My Nana (grandmother) canned a lot; but she did not can a lot of different items. Known for her homemade white bread, chow chow and pickled red beets that she turned out in huge batches, Nana’s other forte in canning was homemade chili sauce — the Pennsylvania Dutch version, not the kind you find nestled alongside Asian dumplings.
Nana’s chili sauce was typical PA Dutch “sweet ‘n sour”; red ripe tomatoes, slowly simmered with pieces of diced celery, onion, and bell peppers until thick; its flavor warmed with cinnamon, allspice, and clove.
Reading: how to make the best chili sauce
And I hated it.
This Coal Region kid of the ’60’s and early ’70’s thought chili sauce should be that stuff in a bottle from the supermarket shelf just one step up from ketchup. It should be smooth, hard to get started from the glass bottle, and never have “chunks” of veggies in it.

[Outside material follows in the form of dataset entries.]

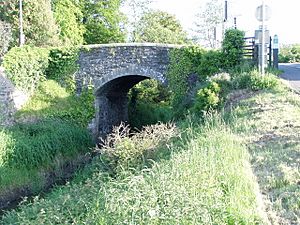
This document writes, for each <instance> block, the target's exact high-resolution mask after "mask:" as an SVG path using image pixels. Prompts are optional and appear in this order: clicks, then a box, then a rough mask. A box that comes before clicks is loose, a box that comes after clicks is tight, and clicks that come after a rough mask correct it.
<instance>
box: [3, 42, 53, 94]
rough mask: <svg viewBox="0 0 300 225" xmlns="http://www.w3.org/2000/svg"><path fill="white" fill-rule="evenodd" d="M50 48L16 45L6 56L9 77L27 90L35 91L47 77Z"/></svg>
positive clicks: (8, 76) (4, 64)
mask: <svg viewBox="0 0 300 225" xmlns="http://www.w3.org/2000/svg"><path fill="white" fill-rule="evenodd" d="M48 54H49V50H48V49H46V48H37V47H30V46H24V47H15V48H13V49H11V50H10V51H9V52H8V53H7V54H6V55H5V57H4V60H3V66H4V67H5V71H6V74H7V77H8V78H9V79H10V80H11V81H12V82H13V83H14V84H15V85H16V87H18V88H20V89H22V90H23V91H25V92H29V93H33V92H34V90H35V88H36V87H37V86H38V84H39V82H40V81H41V80H42V79H44V78H45V70H46V68H47V67H48Z"/></svg>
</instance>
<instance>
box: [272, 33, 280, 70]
mask: <svg viewBox="0 0 300 225" xmlns="http://www.w3.org/2000/svg"><path fill="white" fill-rule="evenodd" d="M278 49H279V43H278V35H277V34H275V35H274V38H273V66H274V67H275V68H276V69H278Z"/></svg>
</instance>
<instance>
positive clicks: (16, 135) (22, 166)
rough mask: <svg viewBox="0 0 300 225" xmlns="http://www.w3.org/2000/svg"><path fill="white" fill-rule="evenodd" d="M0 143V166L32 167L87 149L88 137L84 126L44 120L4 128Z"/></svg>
mask: <svg viewBox="0 0 300 225" xmlns="http://www.w3.org/2000/svg"><path fill="white" fill-rule="evenodd" d="M2 135H3V133H2ZM0 143H1V146H0V153H1V154H0V165H3V166H8V167H13V168H28V169H32V168H39V167H47V166H49V165H51V163H52V162H54V159H55V157H64V158H66V157H71V156H75V154H78V153H79V152H87V151H88V150H89V149H88V147H87V146H91V138H90V136H89V134H88V132H87V131H86V129H84V128H80V127H78V126H75V125H73V124H72V123H68V122H65V121H61V120H53V119H52V120H49V119H48V120H42V121H39V122H37V123H33V124H19V125H15V126H14V127H12V128H10V129H8V130H5V131H4V141H3V142H2V141H1V142H0Z"/></svg>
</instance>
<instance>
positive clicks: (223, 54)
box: [222, 29, 245, 68]
mask: <svg viewBox="0 0 300 225" xmlns="http://www.w3.org/2000/svg"><path fill="white" fill-rule="evenodd" d="M244 36H245V33H244V32H243V31H240V30H237V29H228V30H226V32H225V37H224V40H223V43H222V53H223V59H224V67H225V68H234V67H236V66H238V65H240V64H241V62H242V59H243V48H242V47H243V46H244V44H245V41H244Z"/></svg>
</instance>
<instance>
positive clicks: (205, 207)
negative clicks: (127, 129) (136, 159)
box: [2, 116, 261, 224]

Aughgh…NEVER!!
The “adults” in the family (meaning Mom, Dad, Nana, and Pappy) seemed to douse everything with the concoction; meatloaf, burgers, grilled hot dogs, even toasted cheese sandwiches. But what sent chills up and down the spine of this fussy kid was when Nana or Mom insisted on making Coal Region Barbecue with it!
I would sit at the old chrome kitchen table set — dutifully staring down at the bun on my plate topped with this crime against nature they expected me to eat — then flick every piece of celery, onion, and bell pepper off onto the plate (or table) using the tip pf the tines of my fork.

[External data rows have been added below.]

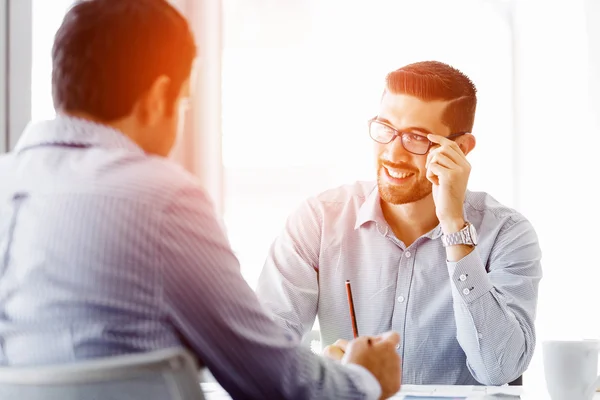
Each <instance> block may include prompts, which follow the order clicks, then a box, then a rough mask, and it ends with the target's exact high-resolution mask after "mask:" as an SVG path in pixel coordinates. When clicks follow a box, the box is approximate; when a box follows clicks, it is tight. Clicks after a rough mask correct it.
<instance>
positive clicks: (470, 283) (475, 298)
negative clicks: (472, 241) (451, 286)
mask: <svg viewBox="0 0 600 400" xmlns="http://www.w3.org/2000/svg"><path fill="white" fill-rule="evenodd" d="M447 264H448V273H449V274H450V278H451V280H452V284H453V290H455V291H456V294H457V295H458V296H460V297H461V298H462V299H463V300H464V302H465V303H467V304H469V303H471V302H473V301H475V300H477V299H478V298H480V297H481V296H483V295H485V294H486V293H489V292H490V290H492V289H493V288H494V285H493V284H492V282H491V281H490V278H489V276H488V274H487V271H486V270H485V266H484V265H483V263H482V261H481V257H480V255H479V252H478V251H477V248H475V249H474V250H473V251H472V252H471V253H469V254H468V255H467V256H465V257H464V258H463V259H462V260H460V261H457V262H450V261H449V262H448V263H447Z"/></svg>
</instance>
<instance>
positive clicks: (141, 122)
mask: <svg viewBox="0 0 600 400" xmlns="http://www.w3.org/2000/svg"><path fill="white" fill-rule="evenodd" d="M170 87H171V79H170V78H169V77H168V76H166V75H161V76H159V77H158V78H156V80H155V81H154V83H152V86H150V89H148V91H147V92H146V93H145V94H144V95H143V96H142V98H141V99H140V100H139V101H138V102H137V104H136V106H135V109H134V112H135V114H136V116H137V117H138V119H139V120H140V122H141V123H142V124H143V125H147V126H152V125H155V124H156V123H158V121H159V120H160V119H161V118H162V117H163V116H164V115H165V114H166V113H167V109H168V102H169V90H170Z"/></svg>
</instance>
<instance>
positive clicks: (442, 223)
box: [440, 217, 466, 235]
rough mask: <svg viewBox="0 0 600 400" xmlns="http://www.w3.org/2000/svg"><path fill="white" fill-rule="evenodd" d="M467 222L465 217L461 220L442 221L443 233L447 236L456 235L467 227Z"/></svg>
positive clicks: (444, 220) (460, 219)
mask: <svg viewBox="0 0 600 400" xmlns="http://www.w3.org/2000/svg"><path fill="white" fill-rule="evenodd" d="M465 224H466V221H465V219H464V218H463V217H460V218H452V219H445V220H442V221H440V225H441V227H442V232H443V233H444V234H445V235H450V234H451V233H455V232H458V231H460V230H461V229H462V228H464V227H465Z"/></svg>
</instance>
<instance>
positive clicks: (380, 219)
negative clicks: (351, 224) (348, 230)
mask: <svg viewBox="0 0 600 400" xmlns="http://www.w3.org/2000/svg"><path fill="white" fill-rule="evenodd" d="M367 222H375V223H376V224H377V227H378V228H379V227H381V228H384V229H388V224H387V222H386V220H385V218H384V217H383V211H381V202H380V197H379V188H378V187H377V184H375V187H374V188H373V190H371V192H370V193H369V194H368V195H367V197H366V198H365V201H364V203H363V204H362V205H361V206H360V209H359V210H358V215H357V216H356V223H355V224H354V229H358V228H360V227H361V226H363V225H364V224H366V223H367Z"/></svg>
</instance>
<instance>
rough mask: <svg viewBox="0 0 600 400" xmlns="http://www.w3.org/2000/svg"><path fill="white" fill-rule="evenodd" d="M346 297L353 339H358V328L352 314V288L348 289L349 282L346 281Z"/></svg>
mask: <svg viewBox="0 0 600 400" xmlns="http://www.w3.org/2000/svg"><path fill="white" fill-rule="evenodd" d="M346 295H348V306H349V307H350V319H351V320H352V331H353V332H354V338H355V339H356V338H357V337H358V327H357V326H356V314H355V313H354V301H352V288H351V287H350V281H349V280H347V281H346Z"/></svg>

Mom entertained it…for awhile. The day she informed me that it was what was for supper and my two choices were to eat it or go without was the day I (sort of) made peace with homemade chili sauce.

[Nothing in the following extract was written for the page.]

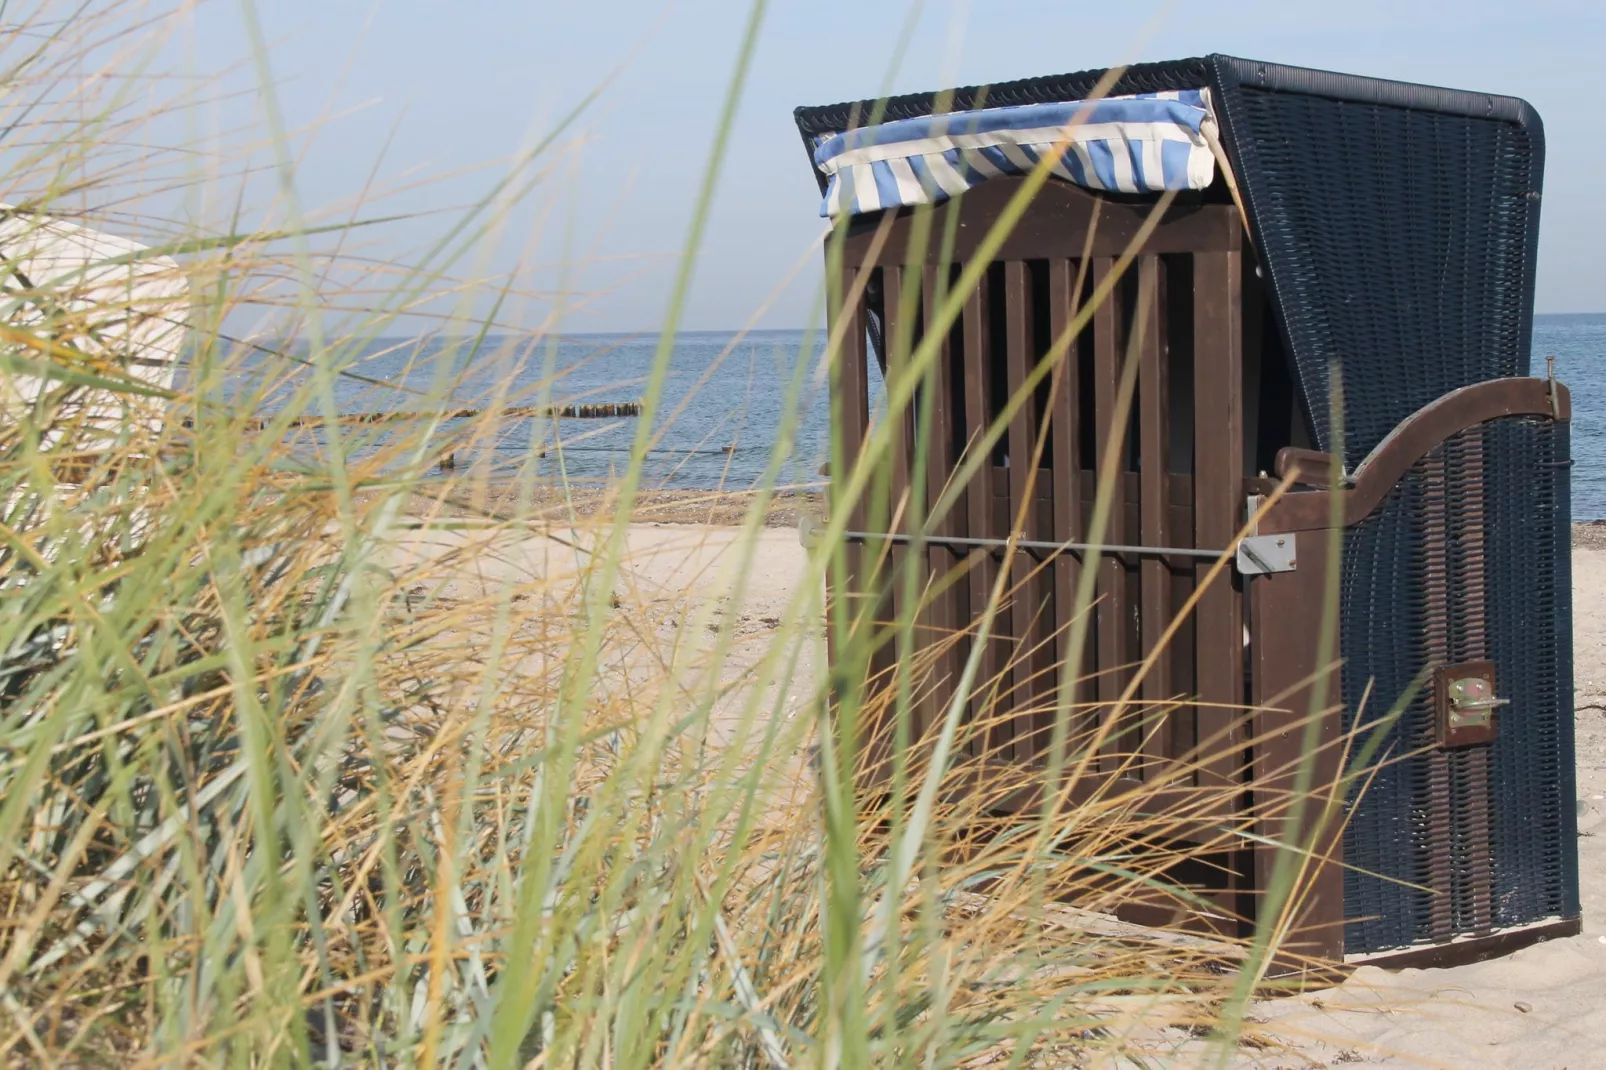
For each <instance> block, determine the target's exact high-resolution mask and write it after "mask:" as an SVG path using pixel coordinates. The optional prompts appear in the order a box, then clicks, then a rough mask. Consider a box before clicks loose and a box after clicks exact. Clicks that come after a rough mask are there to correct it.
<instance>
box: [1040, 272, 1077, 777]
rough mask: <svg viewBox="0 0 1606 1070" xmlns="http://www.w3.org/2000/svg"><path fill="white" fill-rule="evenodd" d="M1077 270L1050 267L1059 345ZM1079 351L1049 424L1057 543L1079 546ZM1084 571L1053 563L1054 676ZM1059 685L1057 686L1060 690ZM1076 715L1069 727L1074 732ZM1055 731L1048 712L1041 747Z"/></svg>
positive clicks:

I broke my Mom’s heart the day I attended a party held for the graduating class of ’78 of Minersville High School when I returned home and announced I had just gobbled down “the best barbecue I ever had” swearing I would never make it any other way. I kept my word. To this day I make it according to the recipe passed on to me that day.
Although now, as I enter my own “senior years” of my life, the memories of the stuffy late-summer, tiny Coal Region kitchen crammed with three generations of women (one of them a fussy kid) bustling about peeling, cleaning, and chopping baskets of tomatoes, onions, and bell peppers fresh from the farm and roadside stand in Hegins (PA), makes me long for those days.
Nana’s chili sauce holds a special place in my heart — chunks and all. If I close my eyes, the aroma from the huge stainless steel pot slowly bubbling on the stove — stirred and carefully tended by my Nana for hours — takes me right back to one place; home — where, at least in my memories, I am once again with two people I loved with all my heart.
To peel tomatoes
Using a sharp paring or serrated knife, remove stem; cut a shallow “X” through the skin on the bottom of the tomato (opposite end from stem)
Prepare a large bowl filled with ice water, Set aside.
Bring a large pot of unsalted water to boil; gently place several tomatoes in; keep the water at a slow boil or rapid simmer. Remove them with a slotted spoon after about 15 to 30 seconds or when the skin begins to peel at the “X” — do not leave them in too long; the tomato should not start to soften. Put them into the ice bath. Allow to sit about 3 to 5 minutes. The skins will being to wrinkle and can be slipped off by hand. Use a paring knife to loosen any stubborn spots of skin and remove core.
One more thing
I think the “pulp” in tomatoes yields a lot of flavor but the seeds can be bitter. I scoop out the seeds and juice that surrounds them and press this through a fine mesh sieve to remove most of the seeds. Add some or all of this strained juice/pulp to the pot with the vegetables to cook. This will make the sauce juicier, which will require more cooking, but I find the flavor worth it.
Americans tend to refer to celery in a confusing way; which is not a big deal in the grand scheme of things, but can quickly mess up a recipe.
A “stalk” or “bunch” of celery is the whole… well, “bunch” of celery like you usually find in the grocery or from a farmers’ market.
A “rib” of celery is a single long piece from the “bunch”.
It has been a long time since I made this recipe. I apologize in advance for not being able to remember the quantity in pints this yields. Remember to use safe practices when home canning.